Fig. 3 represents closing impact of the sulfydryl to tetrameric hemoglobin body stability.MgCl2Hemoglobin can be promoted by four
Aggressiveness depolymerization is changed into dimer, so as to easily aoxidize, when hemoglobin oxygen turns to metahemoglobin, loses and combines oxygen
Function, that is, lose biological action, thus when hemoglobin-based oxygen carrier is prepared require ferrihemoglobin content lower
Better.Fig. 3 (A) shows in MgCl2Under effect, substantially aoxidizing occurs in Hb, variable quantity nearly 100% (curve a), and for Dex-
For Hb, its MetHb changes of contents is little, and variable quantity is less than 30% (curve b), it was demonstrated that the Dex-Hb tetramer is far above Hb;Bent
Line c and d essentially coincide the change for showing that the inventive method does not cause hemoglobin oxidation state in cross-linking process, therefore
To Dex-Hb without MgCl2In the case of, basically identical with the tetramer structure stability of hemoglobin.
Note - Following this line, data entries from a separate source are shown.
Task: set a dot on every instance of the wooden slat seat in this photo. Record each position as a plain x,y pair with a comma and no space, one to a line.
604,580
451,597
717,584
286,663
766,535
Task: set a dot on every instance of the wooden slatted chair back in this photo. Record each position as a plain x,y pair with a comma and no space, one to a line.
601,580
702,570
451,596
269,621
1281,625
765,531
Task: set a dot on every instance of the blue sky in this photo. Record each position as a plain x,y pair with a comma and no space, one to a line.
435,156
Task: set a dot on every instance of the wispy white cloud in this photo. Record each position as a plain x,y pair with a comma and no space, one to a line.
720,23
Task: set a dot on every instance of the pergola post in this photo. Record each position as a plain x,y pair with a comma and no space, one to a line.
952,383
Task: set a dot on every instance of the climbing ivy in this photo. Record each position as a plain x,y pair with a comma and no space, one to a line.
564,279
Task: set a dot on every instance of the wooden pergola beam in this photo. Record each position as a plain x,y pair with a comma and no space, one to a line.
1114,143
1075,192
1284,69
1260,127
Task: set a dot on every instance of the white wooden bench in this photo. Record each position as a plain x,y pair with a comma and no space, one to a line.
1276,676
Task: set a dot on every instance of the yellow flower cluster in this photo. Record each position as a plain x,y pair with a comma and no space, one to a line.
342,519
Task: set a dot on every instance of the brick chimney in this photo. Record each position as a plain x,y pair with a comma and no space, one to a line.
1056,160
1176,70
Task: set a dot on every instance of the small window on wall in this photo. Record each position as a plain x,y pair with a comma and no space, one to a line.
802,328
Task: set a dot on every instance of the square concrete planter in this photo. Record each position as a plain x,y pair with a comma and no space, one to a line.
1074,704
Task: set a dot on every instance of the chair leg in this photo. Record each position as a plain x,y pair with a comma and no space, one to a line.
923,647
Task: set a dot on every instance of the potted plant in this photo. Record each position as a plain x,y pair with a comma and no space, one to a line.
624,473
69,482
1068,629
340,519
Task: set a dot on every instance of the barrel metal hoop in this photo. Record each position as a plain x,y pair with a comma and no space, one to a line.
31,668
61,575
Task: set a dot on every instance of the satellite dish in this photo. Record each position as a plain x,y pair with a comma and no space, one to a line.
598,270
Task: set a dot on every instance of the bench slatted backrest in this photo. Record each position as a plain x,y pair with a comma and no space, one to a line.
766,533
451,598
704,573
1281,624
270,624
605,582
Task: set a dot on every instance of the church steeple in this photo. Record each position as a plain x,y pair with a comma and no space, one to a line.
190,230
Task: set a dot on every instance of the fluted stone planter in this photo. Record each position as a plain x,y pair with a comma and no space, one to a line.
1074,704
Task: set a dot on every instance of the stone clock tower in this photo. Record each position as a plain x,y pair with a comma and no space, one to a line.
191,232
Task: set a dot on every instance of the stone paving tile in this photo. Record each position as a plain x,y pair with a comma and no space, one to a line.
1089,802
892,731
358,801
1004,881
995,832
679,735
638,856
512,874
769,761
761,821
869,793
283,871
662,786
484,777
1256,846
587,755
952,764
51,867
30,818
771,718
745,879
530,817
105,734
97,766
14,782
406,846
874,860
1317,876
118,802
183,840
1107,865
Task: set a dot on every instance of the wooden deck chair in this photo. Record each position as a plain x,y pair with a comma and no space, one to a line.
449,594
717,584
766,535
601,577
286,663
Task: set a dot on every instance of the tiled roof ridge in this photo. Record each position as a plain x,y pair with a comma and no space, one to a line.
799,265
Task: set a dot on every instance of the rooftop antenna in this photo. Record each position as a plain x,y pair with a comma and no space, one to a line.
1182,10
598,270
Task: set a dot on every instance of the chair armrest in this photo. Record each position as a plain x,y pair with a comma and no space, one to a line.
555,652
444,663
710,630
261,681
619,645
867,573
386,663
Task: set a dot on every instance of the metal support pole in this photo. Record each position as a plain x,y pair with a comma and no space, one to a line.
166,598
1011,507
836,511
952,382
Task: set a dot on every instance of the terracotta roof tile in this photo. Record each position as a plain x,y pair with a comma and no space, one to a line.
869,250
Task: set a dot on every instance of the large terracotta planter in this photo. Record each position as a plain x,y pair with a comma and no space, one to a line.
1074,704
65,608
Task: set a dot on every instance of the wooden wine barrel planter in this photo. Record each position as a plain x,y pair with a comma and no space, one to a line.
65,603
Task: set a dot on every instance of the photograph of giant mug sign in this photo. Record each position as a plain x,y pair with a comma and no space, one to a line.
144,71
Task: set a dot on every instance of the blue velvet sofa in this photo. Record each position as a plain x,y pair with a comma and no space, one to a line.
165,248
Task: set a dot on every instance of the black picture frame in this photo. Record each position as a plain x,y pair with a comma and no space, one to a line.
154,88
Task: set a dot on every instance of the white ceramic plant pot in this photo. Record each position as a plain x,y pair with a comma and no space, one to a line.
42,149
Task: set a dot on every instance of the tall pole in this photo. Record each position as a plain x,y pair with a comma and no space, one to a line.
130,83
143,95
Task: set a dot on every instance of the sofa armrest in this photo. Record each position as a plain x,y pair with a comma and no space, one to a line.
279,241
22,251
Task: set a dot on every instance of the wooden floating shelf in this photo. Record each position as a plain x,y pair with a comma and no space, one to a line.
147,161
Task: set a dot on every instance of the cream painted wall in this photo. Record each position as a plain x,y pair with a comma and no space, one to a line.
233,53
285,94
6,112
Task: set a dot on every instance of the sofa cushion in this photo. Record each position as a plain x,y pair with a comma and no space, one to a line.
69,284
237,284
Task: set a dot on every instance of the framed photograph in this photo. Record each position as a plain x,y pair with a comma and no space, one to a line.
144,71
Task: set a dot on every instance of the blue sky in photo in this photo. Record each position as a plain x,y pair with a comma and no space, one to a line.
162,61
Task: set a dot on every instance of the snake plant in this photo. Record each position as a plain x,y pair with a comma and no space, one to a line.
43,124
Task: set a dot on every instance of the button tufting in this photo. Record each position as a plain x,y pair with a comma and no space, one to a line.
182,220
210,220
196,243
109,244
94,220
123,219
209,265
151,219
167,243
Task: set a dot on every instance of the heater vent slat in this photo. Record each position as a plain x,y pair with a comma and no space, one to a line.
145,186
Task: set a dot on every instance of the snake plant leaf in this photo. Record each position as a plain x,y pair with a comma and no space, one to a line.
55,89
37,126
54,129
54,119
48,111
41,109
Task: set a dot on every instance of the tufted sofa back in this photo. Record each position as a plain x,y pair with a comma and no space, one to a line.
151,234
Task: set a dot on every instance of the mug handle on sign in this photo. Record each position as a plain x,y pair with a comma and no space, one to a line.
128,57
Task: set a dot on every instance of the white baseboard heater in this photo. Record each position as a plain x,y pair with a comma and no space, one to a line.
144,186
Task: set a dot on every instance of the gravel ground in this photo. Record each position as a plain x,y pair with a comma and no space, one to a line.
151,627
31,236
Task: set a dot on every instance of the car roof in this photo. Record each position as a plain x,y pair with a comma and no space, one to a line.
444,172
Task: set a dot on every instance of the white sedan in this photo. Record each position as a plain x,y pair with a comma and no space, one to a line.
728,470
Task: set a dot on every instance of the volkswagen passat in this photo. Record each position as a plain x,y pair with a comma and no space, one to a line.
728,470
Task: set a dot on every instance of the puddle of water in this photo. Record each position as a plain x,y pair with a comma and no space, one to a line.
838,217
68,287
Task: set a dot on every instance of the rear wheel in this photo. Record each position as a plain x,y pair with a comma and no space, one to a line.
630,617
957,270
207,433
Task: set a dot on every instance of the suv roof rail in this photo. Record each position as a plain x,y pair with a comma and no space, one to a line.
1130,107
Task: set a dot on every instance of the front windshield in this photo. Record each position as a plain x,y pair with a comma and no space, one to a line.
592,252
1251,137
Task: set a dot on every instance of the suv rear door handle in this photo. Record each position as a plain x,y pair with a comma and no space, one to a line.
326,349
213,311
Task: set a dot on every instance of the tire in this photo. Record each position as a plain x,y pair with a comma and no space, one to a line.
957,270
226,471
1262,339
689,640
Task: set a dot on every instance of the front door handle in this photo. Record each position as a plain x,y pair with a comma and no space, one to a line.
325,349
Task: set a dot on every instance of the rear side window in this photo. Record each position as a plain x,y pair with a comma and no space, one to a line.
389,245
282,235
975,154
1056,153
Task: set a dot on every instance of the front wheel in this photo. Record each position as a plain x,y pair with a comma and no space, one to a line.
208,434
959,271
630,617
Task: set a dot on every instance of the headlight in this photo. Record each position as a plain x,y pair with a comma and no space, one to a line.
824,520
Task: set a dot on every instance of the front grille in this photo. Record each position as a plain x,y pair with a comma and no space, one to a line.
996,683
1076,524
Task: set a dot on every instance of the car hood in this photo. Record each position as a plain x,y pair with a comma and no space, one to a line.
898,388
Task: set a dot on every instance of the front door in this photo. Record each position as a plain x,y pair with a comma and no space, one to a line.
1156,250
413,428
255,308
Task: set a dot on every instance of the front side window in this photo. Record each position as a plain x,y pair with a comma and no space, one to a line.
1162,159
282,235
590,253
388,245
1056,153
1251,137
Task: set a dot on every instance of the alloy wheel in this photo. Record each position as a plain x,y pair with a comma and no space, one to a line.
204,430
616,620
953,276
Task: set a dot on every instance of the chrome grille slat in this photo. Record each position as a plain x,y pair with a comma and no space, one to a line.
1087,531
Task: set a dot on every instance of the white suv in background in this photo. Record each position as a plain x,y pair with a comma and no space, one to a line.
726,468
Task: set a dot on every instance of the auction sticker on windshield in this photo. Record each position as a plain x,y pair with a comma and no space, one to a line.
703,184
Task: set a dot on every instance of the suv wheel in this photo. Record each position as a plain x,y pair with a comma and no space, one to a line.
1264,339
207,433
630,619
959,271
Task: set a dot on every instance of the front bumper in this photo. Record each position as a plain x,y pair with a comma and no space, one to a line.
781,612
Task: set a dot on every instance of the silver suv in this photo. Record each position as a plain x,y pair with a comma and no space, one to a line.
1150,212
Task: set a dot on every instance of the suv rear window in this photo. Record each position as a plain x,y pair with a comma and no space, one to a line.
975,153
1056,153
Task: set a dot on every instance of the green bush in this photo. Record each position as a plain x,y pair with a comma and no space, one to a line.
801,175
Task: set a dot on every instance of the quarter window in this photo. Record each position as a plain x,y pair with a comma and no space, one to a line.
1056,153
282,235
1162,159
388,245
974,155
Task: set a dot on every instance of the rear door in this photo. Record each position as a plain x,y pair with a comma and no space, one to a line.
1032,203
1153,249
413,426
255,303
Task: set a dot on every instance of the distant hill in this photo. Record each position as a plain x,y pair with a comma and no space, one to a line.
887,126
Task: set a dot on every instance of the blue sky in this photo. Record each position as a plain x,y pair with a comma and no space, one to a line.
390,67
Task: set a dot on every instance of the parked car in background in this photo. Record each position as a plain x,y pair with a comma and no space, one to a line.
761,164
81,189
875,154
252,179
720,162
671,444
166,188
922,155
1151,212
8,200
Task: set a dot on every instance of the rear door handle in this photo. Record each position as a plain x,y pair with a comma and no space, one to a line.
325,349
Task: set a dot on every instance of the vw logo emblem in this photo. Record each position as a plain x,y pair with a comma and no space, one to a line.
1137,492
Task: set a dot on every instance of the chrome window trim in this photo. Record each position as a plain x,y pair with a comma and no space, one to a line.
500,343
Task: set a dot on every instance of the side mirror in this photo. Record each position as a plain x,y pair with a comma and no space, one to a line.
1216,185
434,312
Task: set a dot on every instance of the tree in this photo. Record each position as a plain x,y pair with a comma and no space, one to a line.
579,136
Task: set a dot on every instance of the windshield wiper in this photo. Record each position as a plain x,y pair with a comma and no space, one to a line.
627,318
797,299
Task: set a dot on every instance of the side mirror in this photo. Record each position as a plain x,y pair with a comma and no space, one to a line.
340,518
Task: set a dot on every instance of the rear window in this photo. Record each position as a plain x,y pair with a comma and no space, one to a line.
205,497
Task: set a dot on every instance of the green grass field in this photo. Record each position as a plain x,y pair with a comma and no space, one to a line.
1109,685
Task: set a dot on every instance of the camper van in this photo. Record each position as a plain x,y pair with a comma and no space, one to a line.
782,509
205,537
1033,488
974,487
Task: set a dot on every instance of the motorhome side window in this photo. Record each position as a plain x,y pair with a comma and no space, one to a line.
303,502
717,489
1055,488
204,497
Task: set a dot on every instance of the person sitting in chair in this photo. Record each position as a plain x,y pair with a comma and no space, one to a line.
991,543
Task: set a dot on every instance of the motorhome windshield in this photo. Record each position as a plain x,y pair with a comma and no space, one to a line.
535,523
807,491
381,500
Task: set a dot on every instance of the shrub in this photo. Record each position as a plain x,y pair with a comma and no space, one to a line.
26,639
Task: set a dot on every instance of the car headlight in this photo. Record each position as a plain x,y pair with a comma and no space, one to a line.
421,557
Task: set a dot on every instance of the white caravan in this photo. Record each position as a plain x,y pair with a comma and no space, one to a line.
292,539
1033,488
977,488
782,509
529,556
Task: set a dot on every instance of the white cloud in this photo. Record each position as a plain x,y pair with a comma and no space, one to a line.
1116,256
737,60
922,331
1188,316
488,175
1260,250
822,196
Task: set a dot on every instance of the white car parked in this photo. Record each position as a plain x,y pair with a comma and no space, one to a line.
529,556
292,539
Gel filtration chromatography result shows Fig. 3 (B) in MgCl2In the presence of, Hb appearance time is delayed, and in elution volume
There are two peaks (as shown by arrows in FIG.) before and after 20ml, illustrate that obvious depolymerization occurs in Hb;And Dex-Hb is in MgCl2Go out under effect
Peak time is basically unchanged, and only presents unimodal, illustrates that its depolymerization is not obvious;The result confirms:Closing sulfydryl Dex-Hb has relatively
High tetramer stability.
Other embodiments also have similar effect, no longer repeat one by one.
The above is only the preferred embodiment of the present invention, it is noted that for the common skill of the art
For art personnel, under the premise without departing from the principles of the invention, some improvements and modifications can also be made, these improvements and modifications
Also present disclosure should be regarded as.